- Ethereum pode escalar milhares de vezes com PeerDAS e ZKPs
- Redução de latência enfrenta limites físicos e econômicos
- Aplicações de IA continuarão exigindo soluções fora da cadeia
Vitalik Buterin, cofundador do Ethereum, compartilhou novos insights sobre os avanços técnicos que podem impulsionar significativamente a escalabilidade da rede. Em sua visão, soluções como PeerDAS (Peer Data Availability Sampling) e provas de conhecimento zero (ZKPs) têm o potencial de multiplicar a capacidade da blockchain por milhares de vezes em comparação com o cenário atual.
O desenvolvedor apresentou dados que comparam métricas de desempenho antes e depois da implementação do sharding, reforçando que a arquitetura modular do Ethereum está alcançando resultados mais promissores do que os anteriormente estimados. Para ele, não há conflito técnico entre escalabilidade extrema e descentralização — ambos os objetivos são compatíveis dentro do modelo atual da rede.
Buterin, no entanto, apontou que a redução da latência enfrenta barreiras naturais, como a própria velocidade da luz, além da necessidade de suportar nós em regiões rurais e em ambientes fora de grandes data centers. Outro desafio mencionado é garantir resistência à censura e preservar o anonimato dos nós, o que torna a diminuição de latência um objetivo mais delicado.
Increasing bandwidth is safer than reducing latency
With PeerDAS and ZKPs, we know how to scale, and potentially we can scale thousands of times compared to the status quo. The numbers become far more favorable than before (eg. see analysis here, pre and post-sharding…
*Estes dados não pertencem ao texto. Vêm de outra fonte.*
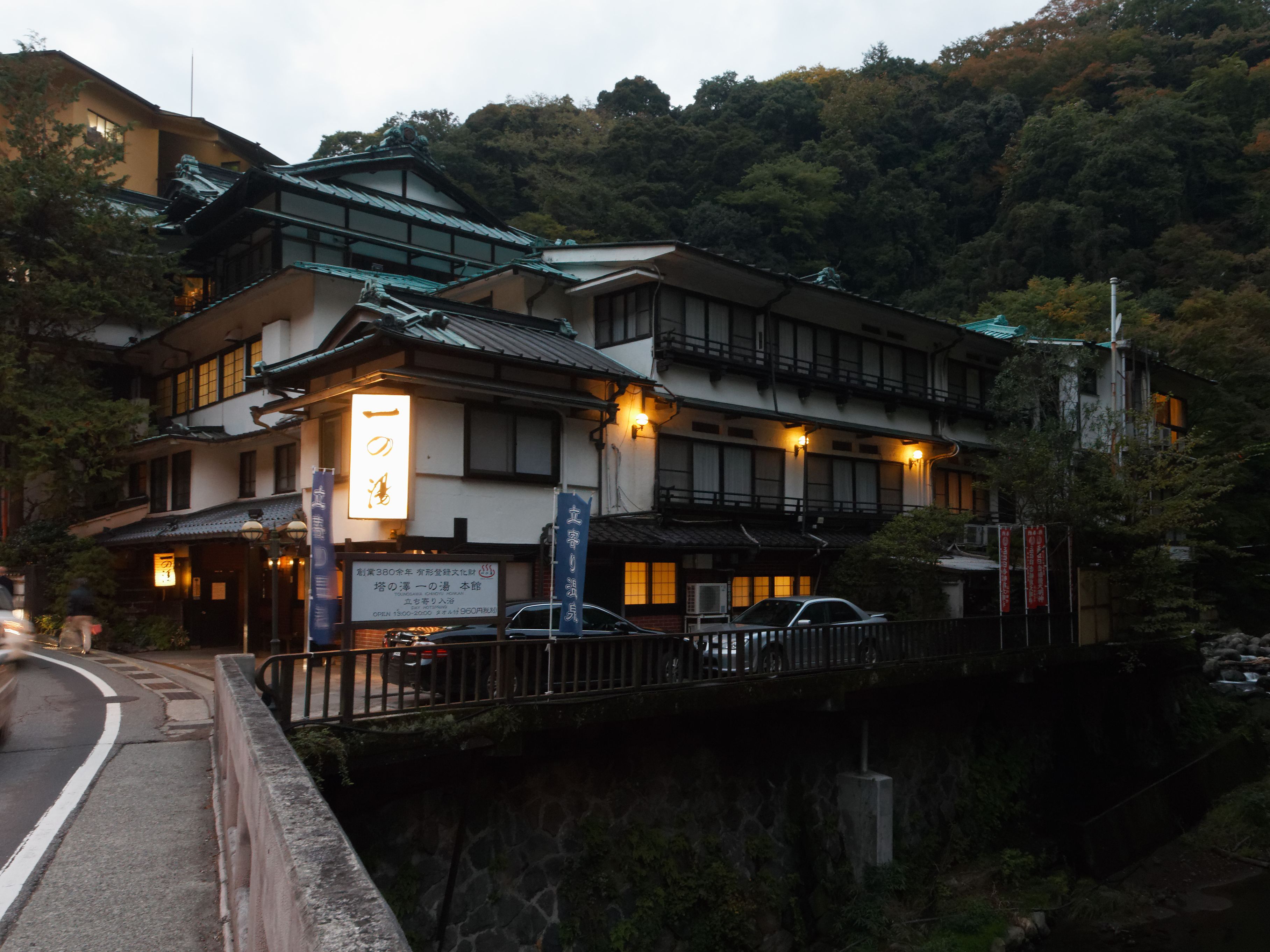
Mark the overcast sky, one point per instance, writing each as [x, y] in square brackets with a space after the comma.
[285, 73]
— vitalik.eth (@VitalikButerin) January 8, 2026
Segundo ele, a latência ideal não pode sacrificar a descentralização: “O próprio Ethereum precisa passar no teste de autonomia, e por isso não podemos construir uma blockchain que dependa de constantes ajustes sociais para garantir a descentralização. A economia não pode suportar toda a carga, mas deve suportar a maior parte.”
Buterin também apontou melhorias no sistema P2P, como o uso de codificação de apagamento, como caminho viável para reduzir o tempo de propagação de mensagens sem exigir maior largura de banda dos nós. Ele propôs ainda a redução no número de nós por slot — de 30.000 para 512 — como forma de eliminar a etapa de agregação e permitir reduções de latência dentro de uma única sub-rede.
Com essas mudanças, o cofundador projeta uma valorização potencial do Ethereum entre 3x e 6x, apenas considerando as melhorias estruturais. Já a latência moderada poderia cair de 2 a 4 vezes com essas otimizações.
Em uma analogia provocadora, Buterin chamou o Ethereum de “batimento cardíaco do mundo”. Para ele, quem quiser construir aplicações mais rápidas que esse pulso precisará recorrer a componentes off-chain. Ele vê as soluções de segunda camada (L2s) como permanentes no ecossistema, especialmente diante da crescente demanda de aplicações baseadas em inteligência artificial.
Mesmo em um cenário de Ethereum altamente escalável, afirmou, a IA continuará a exigir latências menores do que a rede principal pode oferecer. Por isso, redes L2 permanecerão como elemento essencial — tanto para atender a demandas hiperlocalizadas quanto para alcançar escalabilidade global.
Buterin também brincou com a ideia de operar um nó de staking em Marte, chamando-a de inviável até mesmo para o Bitcoin. “O Ethereum pertence à Terra”, afirmou, reforçando que seu foco é atender à realidade física e econômica do planeta, com soluções escaláveis e práticas.